Au cours de son périple, Nassera fut orientée, par différentes personnes, vers diverses structures. D’une part, elle se rendit à la caserne Châteauneuf, qui est très réputée pour ses méthodes de torture, pour rencontrer un individu proche du commissaire. Cependant, après une rencontre, l’homme en question s’est volatilisé. D’autre part, elle prit contact avec ses anciens camarades syndicalistes avec lesquels elle a entretenu une relation professionnelle et amicale lorsqu’elle vivait en Algérie. Grâce à eux, elle a pu être mise en contact avec le frère d’un commandant de l’armée. Celui-ci lui promit de retrouver son fils. Une semaine plus tard, cette même personne la rassura. « Nous avons localisé ton fils. D’ici l’Aïd, il viendra frapper à ta porte ». L’Aïd passa et les jours aussi. Toujours rien. Lorsque Nassera revit la personne en question, celui-ci prit la fuite. 
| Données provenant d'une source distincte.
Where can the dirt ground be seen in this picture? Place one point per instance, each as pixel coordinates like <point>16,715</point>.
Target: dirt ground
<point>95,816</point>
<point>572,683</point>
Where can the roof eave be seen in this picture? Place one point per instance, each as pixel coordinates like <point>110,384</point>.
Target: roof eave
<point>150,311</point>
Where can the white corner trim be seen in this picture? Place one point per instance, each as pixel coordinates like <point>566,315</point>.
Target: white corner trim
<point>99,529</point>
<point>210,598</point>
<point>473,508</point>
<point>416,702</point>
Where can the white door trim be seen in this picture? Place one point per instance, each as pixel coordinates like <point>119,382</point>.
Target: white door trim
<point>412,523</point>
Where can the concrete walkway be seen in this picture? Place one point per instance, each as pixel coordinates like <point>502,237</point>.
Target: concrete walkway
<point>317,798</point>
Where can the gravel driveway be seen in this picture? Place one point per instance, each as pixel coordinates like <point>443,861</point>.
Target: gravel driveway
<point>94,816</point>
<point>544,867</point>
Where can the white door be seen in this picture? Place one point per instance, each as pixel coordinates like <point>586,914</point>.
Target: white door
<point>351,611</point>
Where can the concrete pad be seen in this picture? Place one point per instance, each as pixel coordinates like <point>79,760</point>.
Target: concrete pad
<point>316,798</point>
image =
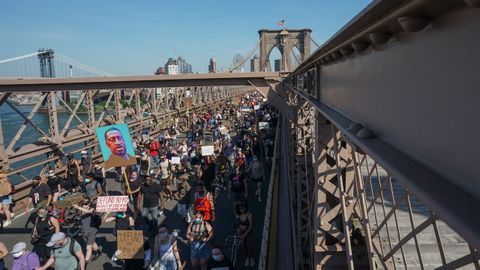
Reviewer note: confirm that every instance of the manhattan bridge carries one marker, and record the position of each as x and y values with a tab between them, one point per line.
374	162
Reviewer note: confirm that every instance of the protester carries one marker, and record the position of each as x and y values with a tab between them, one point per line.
90	224
219	261
55	184
150	199
93	189
6	190
199	232
67	254
256	172
40	193
99	175
165	251
3	253
72	174
45	226
244	221
24	259
238	185
204	203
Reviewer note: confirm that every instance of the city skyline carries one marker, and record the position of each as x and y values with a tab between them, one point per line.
123	38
Les embûches face auxquelles Nassera fut confrontée tout au long de son parcours de recherche pour retrouver son fils, reflètent la politique des autorités algériennes de brouiller les pistes afin que les disparus ne soient pas retrouvés. Par ailleurs, elle fit face à une société complètement déshumanisée où la torture était devenue banale, et à des individus dont le discours dépassait l’entendement. Cela lui causa des crises d’angoisse et sa santé mentale détériora au fil des jours.

Comme pour Amine, on ne lui avait pas accordé de visa français, jusqu’au jour où elle obtint le numéro de téléphone d’une professionnelle rattachée au ministère des affaires étrangères de Nantes. Après un accueil téléphonique d’une froideur extrême, Nassera menaça de se suicider en dénonçant la négligence de la France dans cette affaire. Elle finit donc par obtenir le visa pour Amine et rentra en France six mois plus tard. Une fois remise de ces périodes d’extrême tourmente, elle décida de se relever et de mener une lutte acharnée pour retrouver toute personne disparue en Algérie et dans le monde.
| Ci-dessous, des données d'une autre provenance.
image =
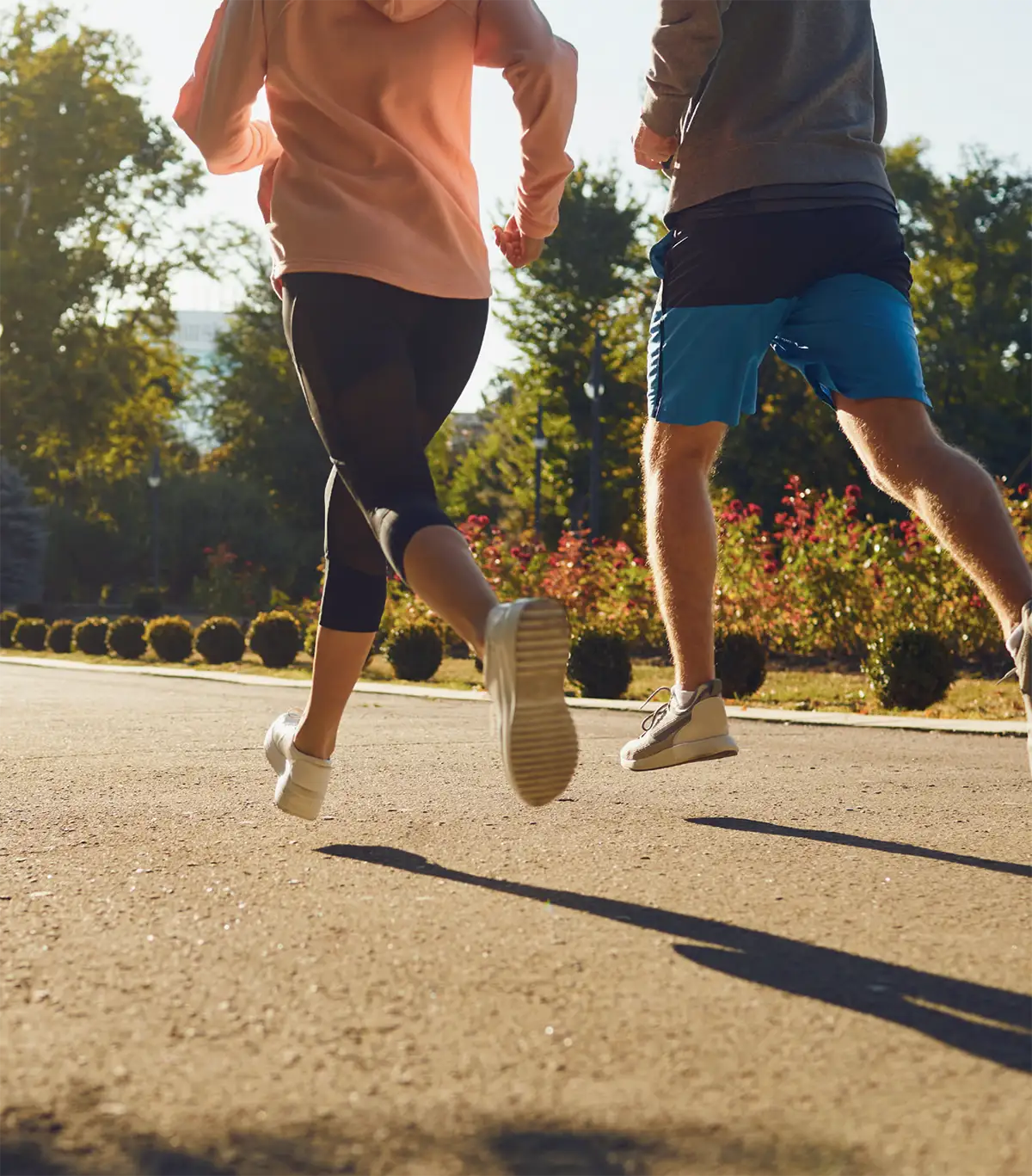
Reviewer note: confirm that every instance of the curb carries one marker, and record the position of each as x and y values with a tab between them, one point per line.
749	714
Elle prit contact avec d’autres familles de disparus afin de mutualiser leurs efforts dans leur quête de vérité et de justice. Elle fonda deux organismes dédiés à la lutte contre les disparitions forcées. D’une part, le CFDA, créé en 1998, a comme objectif de faire la lumière sur le sort des disparus, d’orienter leurs familles dans leurs démarches administratives et juridiques, de sensibiliser l’opinion publique nationale et internationale, de former et d’informer, et enfin, d’apporter une assistance aux victimes sous toutes ses formes. D’autre part, la FEMED, créée en 2007, prône la fin des disparitions forcées dans la région Euro-Méditerranéenne à travers le renforcement des capacités de ses associations membres, des actions de plaidoyer et de sensibilisation, et de formations légales à destination des familles de disparus. La sagesse et la détermination de Nassera, qui se transmettent aujourd’hui de génération en génération grâce au maintien des organismes qu’elle dirige, sont pour nous, personnes ordinaires et autres professionnels, une source d’inspiration. Le prénom « Nassera » provient de la racine رصنلا qui signifie « victoire » en arabe. Par conséquent, face aux aléas de la vie, Nassera, mère de toutes les batailles, ne peut en sortir que plus forte et victorieuse.